Pour toutes les raisons évoquées dans cette longue introduction plus que nécessaire, One Piece Red est une œuvre hybride, absurde et fascinante, en tension permanente entre ses tentatives de récompenser le fan pour sa fidélité, et son envie de raconter quelque chose de neuf. Le personnage principal du film n’est donc pas Luffy, ni aucun autre des membres de son équipage, mais une nouvelle création originale nommée Uta, qui ne serait nulle autre que la fille de Shanks le roux, le mentor de Luffy qui n’apparaît que très sporadiquement dans le manga.
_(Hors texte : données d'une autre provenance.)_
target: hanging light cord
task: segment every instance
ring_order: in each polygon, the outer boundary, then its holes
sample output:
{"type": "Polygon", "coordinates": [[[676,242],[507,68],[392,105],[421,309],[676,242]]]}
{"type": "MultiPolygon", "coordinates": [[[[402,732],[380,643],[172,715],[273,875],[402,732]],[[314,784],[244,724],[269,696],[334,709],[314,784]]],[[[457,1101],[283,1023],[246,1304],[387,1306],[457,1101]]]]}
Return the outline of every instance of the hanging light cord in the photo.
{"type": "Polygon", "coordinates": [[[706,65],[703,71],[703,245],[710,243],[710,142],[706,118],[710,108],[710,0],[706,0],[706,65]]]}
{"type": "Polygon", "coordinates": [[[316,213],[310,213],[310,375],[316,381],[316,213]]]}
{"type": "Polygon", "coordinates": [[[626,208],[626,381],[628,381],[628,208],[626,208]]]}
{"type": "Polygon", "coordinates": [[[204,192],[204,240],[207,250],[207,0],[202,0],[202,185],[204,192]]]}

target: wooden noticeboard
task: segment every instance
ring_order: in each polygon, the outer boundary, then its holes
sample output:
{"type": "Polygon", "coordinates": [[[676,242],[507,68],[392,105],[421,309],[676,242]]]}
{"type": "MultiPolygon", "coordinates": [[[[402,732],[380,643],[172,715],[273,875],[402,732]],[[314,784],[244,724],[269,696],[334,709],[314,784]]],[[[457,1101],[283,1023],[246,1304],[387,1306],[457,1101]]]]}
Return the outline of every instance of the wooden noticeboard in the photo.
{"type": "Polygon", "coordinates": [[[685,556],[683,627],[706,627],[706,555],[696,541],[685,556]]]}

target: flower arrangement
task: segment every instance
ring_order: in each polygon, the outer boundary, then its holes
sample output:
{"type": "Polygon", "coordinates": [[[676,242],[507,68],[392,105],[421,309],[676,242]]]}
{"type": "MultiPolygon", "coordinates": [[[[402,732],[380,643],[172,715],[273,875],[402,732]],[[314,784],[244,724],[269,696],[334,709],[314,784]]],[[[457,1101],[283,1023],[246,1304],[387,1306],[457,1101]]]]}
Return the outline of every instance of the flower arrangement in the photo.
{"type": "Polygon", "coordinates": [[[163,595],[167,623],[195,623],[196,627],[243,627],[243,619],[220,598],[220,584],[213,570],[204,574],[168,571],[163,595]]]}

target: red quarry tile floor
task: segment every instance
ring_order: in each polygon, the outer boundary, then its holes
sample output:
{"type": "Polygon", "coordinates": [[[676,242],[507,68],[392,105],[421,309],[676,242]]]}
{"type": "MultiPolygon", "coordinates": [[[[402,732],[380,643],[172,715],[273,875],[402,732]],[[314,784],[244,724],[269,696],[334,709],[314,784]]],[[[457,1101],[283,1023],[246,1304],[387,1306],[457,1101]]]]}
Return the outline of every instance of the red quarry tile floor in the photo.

Uta inscrit One Piece dans la culture pop contemporaine puisqu’elle est une sorte chanteuse idol (la culture idol n’a rien de récent en soi, mais son explosion mainstream en grande partie via la k-pop et la j-pop avant elle l’est davantage) qui rêve d’un monde enfin libéré des conflits entre pirates et la marine, qui laissent un monde fait de ruines aux pauvres gens qui tentent de vivre une vie normale. Alors que Luffy et ses amis lui rendent visite lors d’un immense concert à la fois en présentiel et retransmis à la télévision (enfin, via escargovision, parce que One Piece c’est formidable), elle les emprisonne dans un rêve musical en utilisant le pouvoir de son fruit du démon (encore un truc que j’ai expliqué jusque-là mais, hé, on y sera encore dans huit jours sinon) afin d’amener cette nouvelle ère de paix dont elle rêve. On reconnaît vite là l’inventivité de l’auteur du manga, qui a participé à l’élaboration du concept du film (en faisant des nuits de deux heures de sommeil sur des semaines de sept jours de travail sans pause pipi, probablement) et dont le nom placardé sur l’affiche sert beaucoup à donner une caution « qualité » à l’œuvre, même si dans les faits lui est évidemment concentré sur le plus important, à savoir élaborer la fin de son manga interminable.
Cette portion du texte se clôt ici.